Der Beitrag des Ölexports zum russischen Staatshaushalt lässt sich am leichtesten am Ölpreis in Rubeln ablesen. Steigt er, steigen die Einnahmen des Staates pro Tonne, fällt er, fallen auch die Einnahmen. Im Herbst machte auch Putin selbst angesichts des fallenden Ölpreises und fallenden Rubels - in der ihm eigenen Nonchalance - auf diesen Zusammenhang aufmerksam: Solange beides gleichzeitig fällt ist doch alles ok!

Jetzt arbeitet dieser Zusammenhang aber gegen den Haushalt: Dies ist die Entwicklung des Ölpreises (Sorte Urals, Barrel) in Rubel für die vergangenen 6 Monate. Der Ölpreis in Rubeln ist aktuell auf einem neuen Tiefststand.


Sollte sich der Rubel weiter schneller erholen als der Ölpreis, wächst das Haushaltsdefizit in Moskau. Allerdings gibt es noch einen zweiten Nebeneffekt des starken Rubels, der den Finanzminister ärgern dürfte: Die Mittel des Reservefonds, mit dem das Haushaltsloch gestopft werden soll, sind größtenteils in Dollar und in Euro angelegt. Mit einem stärkeren Rubel werden sie also - in Rubeln ausgedrückt - weniger wert. D.h. der stärkere Rubel vergrößert nicht nur das Haushaltsloch, sondern verkleinert zusätzlich das Finanzpolster des Staates. Ein Ergebnis davon ist, dass der Reservefonds nicht - wie vorher geplant - für die Haushaltslücke 2015 und 2016 reicht, sondern schon in der Jahresmitte 2016 zur Neige gehen dürfte (bei derzeitigen Wechselkursen/Ölpreisen). Damit ist der russische Staat natürlich nicht pleite, aber er wäre gezwungen, im Vorfeld der Duma-Wahl 2016 politische sehr wichtige Transferzahlungen (vor allem Pensionen) zu senken.

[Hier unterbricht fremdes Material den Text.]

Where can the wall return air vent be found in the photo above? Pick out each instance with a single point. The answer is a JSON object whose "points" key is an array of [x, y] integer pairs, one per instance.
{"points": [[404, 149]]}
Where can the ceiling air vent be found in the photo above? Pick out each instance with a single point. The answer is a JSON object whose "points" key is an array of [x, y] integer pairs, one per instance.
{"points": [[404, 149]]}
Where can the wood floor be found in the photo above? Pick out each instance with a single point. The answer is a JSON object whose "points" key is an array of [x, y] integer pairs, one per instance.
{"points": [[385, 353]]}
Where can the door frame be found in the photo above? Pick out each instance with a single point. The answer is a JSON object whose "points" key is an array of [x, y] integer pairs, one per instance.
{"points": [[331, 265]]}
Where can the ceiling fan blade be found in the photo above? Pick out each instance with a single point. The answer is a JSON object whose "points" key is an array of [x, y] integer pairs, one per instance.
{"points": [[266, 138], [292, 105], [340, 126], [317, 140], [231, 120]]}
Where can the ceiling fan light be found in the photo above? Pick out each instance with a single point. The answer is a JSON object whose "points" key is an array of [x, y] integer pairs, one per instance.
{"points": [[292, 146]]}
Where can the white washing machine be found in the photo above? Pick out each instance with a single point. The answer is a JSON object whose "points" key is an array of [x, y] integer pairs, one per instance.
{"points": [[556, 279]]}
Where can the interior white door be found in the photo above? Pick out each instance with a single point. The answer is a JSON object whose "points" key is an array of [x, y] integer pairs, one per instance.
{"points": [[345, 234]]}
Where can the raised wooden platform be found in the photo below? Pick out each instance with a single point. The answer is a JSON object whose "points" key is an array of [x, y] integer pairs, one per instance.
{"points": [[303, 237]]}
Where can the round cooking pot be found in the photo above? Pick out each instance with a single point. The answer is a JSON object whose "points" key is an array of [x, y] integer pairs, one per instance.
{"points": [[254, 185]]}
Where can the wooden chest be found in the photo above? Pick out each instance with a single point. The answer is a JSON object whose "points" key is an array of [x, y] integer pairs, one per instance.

Die Belastungen eines stärkeren Rubels für den russischen Haushalt dürften auch der Grund sein, aus dem die russische Zentralbank inzwischen gegensteuert und versucht die Aufwertung des Rubels zu bremsen.

Über den starken Rubel freuen dürften sich hingegen diejenigen, die in Russland auf Importgüter angewiesen sind. Die Preise normalisieren sich hier, was auch die Inflation in Russland senkt. Das könnte der Zentralbank Luft für Zinssenkungen verschaffen, die dann wiederum den fehlenden Investitionen auf die Sprünge helfen würden.